1681: Philadelphia, PA
Though the City of Brotherly Love wasn’t founded until 1681, the Lenape had lived in the area since 8000 B.C. When Quaker and pacifist William Penn received the charter for the Pennsylvania colony in 1681, he signed a peace treaty with Lenape leader Tamanend. A few years later, in 1688, Philadelphians signed the Germantown Petition Against Slavery, which in the New World marked the first organized protest against slavery.
1680: South Orange, NJ
Farming families moved west from Newark into South Orange in the late 1600s, marking the beginning of this New Jersey town. South Orange remained a farming community until the 1850s, when attorney John Gorham Vose began to purchase large tracts of land and build huge, elaborate homes.
1674: Waterbury, CT
Though the first settlement in Waterbury, Conn., sprung up in 1674, it was known as Mattatuck—from the Algonquin word for “place without trees”—until 1686. The citizens decided to call the town Waterbury because all the streams flow into the Naugatuck River.
1673: Worcester, MA
First settled in 1673 as Quinsigamond, the town now known as Worcester was abandoned during King Philip’s War and not settled permanently again until 1713. It’s the first place in the Commonwealth of Massachusetts where the Declaration of Independence was read, and also the place where the monkey wrench was created.
1670: Charleston, SC
Initially called Charles Towne and named after Charles II, this hub of Southern culture was founded by English colonists in 1670. Charleston was the first place settled in South Carolina and the commercial center for the indigo and rice trade.

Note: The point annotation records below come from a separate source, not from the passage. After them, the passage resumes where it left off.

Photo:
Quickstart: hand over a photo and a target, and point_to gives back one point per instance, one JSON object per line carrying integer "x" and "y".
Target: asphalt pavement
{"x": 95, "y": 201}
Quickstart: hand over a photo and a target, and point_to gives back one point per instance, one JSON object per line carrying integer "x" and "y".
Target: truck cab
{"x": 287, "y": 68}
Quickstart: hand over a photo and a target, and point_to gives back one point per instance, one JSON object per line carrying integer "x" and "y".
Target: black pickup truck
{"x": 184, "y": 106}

1668: Sault Ste. Marie, MI
Long before any European settlers arrived in the area, Native Americans gathered at what would eventually become Sault Ste. Marie, Mich., to fish in the river that connects Lake Superior and Lake Huron. In the 1600s, French missionaries and fur traders discovered the area and named the growing town Sault Ste. Marie in honor of the Virgin Mary.
1666: Newark, NJ
Although Newark, N.J., was originally founded by Puritans looking to create their own theocracy, it quickly morphed into an industrial city. In the 1800s, Newark became known for its breweries and leather factories, while today it is the second leading insurance seller in the country.
1660: Rye, NY
In 1660, three residents signed an agreement with the local Siwanoy tribe to purchase the land that would eventually be called Rye, N.Y.—though, at the time, they called it Hastings after the English town of the same name. The early economy focused on farming, carpentry, and other skilled trades, but today many residents commute to nearby New York City for work.
1659: El Paso, Texas
The establishment of Mission Nuestra Señora de Guadalupe by Franciscan monks in 1659 constitutes the founding of El Paso, Texas. However, it didn’t become a part of the United States until 1848, when the U.S. Army built a post there.